Görünüşte ise ABD, Ukrayna’nın yanında duruyor, onu bir an evvel NATO’ya almak için çabalıyordu. Hakikatte ise onu, Avrupa’nın NATO konusunda kendisine kerhen icabet etmesinden ve ayak sürümesinden dolayı bir yem olarak kullanıyordu. ABD gördü ki, Çin’e karşı harekete geçirilmesinde Avrupa isteksiz ve kırılgandır. O zaman yapılacak iş, Avrupa’nın bir Rus sopasıyla kendisine getirilmesiydi. Bunun için yapılacak şey belliydi: Rusya korkusuyla kendine sığınmış olan Ukrayna’yı avcısına kurban etmek…

Ukrayna, ABD tarafından Rusya’ya peşkeş çekilince Avrupa birdenbire kendisini eski tarihî düşmanıyla baş başa bulacak ve tıpkı Ukrayna’nın yaptığı gibi, güvenlik endişesiyle ABD’ye yaslanacaktı. Rusya’nın Ukrayna’ya girmesi demek, eski uyduları ve yeni Avrupa Birliği üyesi olan Romanya, Polonya, Macaristan ve Slovakya ile hemhudut olması demekti. Rus boyunduruğundan kurtulalı şunun şurasında 30 yıl olan bu ülkelerin, aradaki tampon olan Ukrayna’nın çekilmesi ile Rusya’yı birdenbire karşılarında görmelerinin yarattığı travmayı varın, hesap edin!

Ama ABD’ye güvenilir mi? Asla güvenilmez! ABD, Rusya ile bir anlaşma yaptı yapmasına da bu anlaşma aynı zamanda Rusya için de bir tuzaktı. ABD, Rusya’nın başında, azgın iştahını ifadesiz yüzünün altında saklayan Deli Petro heveslisi bir lider ile karşı karşıya olduğunun farkındaydı. Onun çar olma arzusunun önündeki engelleri kaldırıyor gibi görünmenin kendisine çok avantajlar sağlayacağı açıktı.

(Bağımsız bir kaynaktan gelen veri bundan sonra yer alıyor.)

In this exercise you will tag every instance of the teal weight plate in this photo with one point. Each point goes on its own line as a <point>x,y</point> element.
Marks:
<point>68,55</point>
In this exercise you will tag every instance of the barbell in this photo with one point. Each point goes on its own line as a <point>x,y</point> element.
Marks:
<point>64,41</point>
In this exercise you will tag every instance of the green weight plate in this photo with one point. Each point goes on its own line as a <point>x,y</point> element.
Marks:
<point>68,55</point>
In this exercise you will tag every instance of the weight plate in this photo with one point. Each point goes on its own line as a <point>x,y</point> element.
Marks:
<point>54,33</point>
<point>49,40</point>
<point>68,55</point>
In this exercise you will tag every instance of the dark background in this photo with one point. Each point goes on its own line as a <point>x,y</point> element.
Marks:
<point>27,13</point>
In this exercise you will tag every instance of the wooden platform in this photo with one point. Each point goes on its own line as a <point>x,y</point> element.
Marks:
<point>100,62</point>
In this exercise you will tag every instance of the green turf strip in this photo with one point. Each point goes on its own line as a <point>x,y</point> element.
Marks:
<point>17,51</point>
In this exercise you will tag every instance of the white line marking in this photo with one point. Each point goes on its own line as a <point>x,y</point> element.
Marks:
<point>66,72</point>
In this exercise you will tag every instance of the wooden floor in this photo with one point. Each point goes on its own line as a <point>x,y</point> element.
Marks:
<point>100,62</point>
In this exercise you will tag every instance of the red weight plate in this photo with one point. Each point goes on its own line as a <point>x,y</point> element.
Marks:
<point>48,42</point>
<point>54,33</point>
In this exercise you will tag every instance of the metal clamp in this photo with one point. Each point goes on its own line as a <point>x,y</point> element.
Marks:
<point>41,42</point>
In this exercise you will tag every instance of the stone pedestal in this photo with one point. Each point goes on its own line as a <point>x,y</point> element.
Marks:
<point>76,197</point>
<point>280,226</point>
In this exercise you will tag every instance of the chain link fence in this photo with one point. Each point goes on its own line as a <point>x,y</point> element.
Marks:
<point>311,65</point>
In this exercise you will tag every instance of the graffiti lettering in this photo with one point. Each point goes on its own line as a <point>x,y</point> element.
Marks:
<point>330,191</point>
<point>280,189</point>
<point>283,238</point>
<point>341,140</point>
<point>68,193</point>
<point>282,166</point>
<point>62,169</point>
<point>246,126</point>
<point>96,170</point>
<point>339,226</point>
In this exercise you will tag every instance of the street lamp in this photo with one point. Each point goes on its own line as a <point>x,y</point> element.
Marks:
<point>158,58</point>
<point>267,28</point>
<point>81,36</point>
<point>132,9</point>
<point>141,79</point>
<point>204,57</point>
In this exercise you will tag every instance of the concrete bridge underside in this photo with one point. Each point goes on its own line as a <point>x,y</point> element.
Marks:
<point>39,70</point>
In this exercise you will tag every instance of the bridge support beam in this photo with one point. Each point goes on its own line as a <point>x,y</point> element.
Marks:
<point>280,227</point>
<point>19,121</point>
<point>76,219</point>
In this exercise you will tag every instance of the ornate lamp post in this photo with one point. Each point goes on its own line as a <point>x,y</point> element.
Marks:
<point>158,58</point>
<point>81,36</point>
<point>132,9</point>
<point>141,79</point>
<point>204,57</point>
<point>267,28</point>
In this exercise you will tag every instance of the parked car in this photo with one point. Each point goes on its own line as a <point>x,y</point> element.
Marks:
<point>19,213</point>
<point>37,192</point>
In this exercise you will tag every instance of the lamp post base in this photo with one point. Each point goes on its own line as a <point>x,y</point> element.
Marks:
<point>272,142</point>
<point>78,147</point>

Bu yüzden ABD, “Rusya Ukrayna’ya saldırırsa ben onun için savaşmam” tiyösüyle Çar Putin’in arayıp da bulamadığı bir fırsatı harekete geçirmiş oluyordu. Putin, önüne atılan bu kemiğe atlamakta asla tereddüt etmedi ve fütursuzca Ukrayna’ya girdi. ABD’nin amacı ise Rusya’yı Ukrayna’ya soktuktan sonra, Ukrayna’da uzun sürecek bir gerilla savaşı ile onu Afganistan işgalindeki gibi o batakta boğmak.

Üstelik Rusya’nın Ukrayna saldırısı ne kadar uzarsa, bu, ABD’nin o kadar işine yarayacak ki... Neden işine yarayacak? Çünkü bölge uzun müddet istikrarsız bir hâlde kalacak ve Çin’in, güzergâhları bir yangın yerine dönen “Bir Kuşak Bir Yol” projesi sekteye uğrayacak. 

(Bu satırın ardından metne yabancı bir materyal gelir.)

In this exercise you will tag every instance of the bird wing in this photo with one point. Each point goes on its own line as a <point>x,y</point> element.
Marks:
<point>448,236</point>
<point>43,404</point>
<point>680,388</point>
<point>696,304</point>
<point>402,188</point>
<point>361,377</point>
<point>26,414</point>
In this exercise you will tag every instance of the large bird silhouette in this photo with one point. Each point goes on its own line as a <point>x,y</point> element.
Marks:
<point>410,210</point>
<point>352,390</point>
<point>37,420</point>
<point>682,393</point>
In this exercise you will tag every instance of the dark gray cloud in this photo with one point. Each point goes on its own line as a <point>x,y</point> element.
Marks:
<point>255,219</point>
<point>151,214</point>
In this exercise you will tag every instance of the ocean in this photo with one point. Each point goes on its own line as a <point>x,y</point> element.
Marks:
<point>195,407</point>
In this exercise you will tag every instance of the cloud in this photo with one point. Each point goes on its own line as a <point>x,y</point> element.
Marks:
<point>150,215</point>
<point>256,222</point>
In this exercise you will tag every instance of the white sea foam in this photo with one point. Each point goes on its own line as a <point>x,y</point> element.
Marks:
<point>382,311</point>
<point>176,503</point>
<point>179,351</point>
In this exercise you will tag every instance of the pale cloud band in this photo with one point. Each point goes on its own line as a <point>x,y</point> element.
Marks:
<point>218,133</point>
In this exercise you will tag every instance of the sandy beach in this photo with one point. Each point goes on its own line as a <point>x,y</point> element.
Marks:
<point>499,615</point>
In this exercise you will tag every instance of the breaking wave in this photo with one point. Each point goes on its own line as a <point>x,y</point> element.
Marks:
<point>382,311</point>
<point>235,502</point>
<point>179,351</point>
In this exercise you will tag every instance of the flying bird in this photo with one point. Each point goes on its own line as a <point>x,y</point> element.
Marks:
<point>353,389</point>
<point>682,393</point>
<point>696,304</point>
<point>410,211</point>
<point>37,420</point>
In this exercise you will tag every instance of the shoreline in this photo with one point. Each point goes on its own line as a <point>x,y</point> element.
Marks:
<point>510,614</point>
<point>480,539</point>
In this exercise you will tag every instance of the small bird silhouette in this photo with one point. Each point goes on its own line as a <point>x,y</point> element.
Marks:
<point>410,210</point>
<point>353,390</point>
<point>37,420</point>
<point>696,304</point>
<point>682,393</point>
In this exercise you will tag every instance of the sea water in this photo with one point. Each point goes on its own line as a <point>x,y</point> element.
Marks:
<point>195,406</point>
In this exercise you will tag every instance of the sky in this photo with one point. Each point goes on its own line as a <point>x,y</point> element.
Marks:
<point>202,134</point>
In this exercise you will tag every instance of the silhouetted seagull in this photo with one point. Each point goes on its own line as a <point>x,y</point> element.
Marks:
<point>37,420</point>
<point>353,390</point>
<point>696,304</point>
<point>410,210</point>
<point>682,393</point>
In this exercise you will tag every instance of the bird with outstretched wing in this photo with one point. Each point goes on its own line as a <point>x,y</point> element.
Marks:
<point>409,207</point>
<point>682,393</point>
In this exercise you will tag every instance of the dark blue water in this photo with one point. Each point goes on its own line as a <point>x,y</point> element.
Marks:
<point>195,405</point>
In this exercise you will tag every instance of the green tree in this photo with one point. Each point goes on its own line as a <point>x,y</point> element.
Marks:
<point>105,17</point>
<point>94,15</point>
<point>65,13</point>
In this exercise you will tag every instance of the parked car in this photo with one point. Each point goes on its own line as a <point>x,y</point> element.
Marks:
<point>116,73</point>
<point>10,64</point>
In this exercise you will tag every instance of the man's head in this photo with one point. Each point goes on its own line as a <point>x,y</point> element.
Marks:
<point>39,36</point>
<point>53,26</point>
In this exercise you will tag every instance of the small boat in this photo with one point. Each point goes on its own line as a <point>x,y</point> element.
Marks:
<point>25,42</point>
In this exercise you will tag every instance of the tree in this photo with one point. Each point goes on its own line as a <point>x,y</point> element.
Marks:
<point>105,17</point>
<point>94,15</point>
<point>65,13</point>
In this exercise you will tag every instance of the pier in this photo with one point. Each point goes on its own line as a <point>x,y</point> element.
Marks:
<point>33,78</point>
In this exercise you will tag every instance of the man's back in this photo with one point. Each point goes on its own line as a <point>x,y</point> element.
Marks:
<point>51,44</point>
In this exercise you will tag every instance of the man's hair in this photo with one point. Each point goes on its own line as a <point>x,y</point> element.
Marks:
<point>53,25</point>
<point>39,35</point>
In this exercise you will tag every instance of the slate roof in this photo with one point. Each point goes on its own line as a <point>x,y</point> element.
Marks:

ABD’nin Rusya’yı açık açık Ukrayna’yı işgale teşvik etmesi, aynı zamanda Rusya ile Avrupa’nın entegre olmasının önüne geçecek. Aslında ABD’nin en gizli korkularından biri de Rusya ile Avrupa’nın entegre olarak kendisini devre dışı bırakması. 

Ukrayna meselesi ile Avrupa ve Rusya’yı saç saça baş başa bir hâle getiren ABD, artık geri çekilip Çin ile meşgul olabilir. Çünkü bu süreçte Avrupa ile Rusya, bir daha asla bir araya gelemeyecek bir biçimde birbirinden ayrışacaklar. Al sana bir taşla bir kaç kuş!

Mesele, Coni’nin dünyayı yönetmeye devam etmesini sağlayacak dinamikleri harekete geçirmektir. 

Bunlar yerine gelince ne Ukrayna umurunda olur Coni’nin, ne Rusya, ne de AB. ABD budur! Anlaştığını ayrı öper, anlaşamadığını ayrı.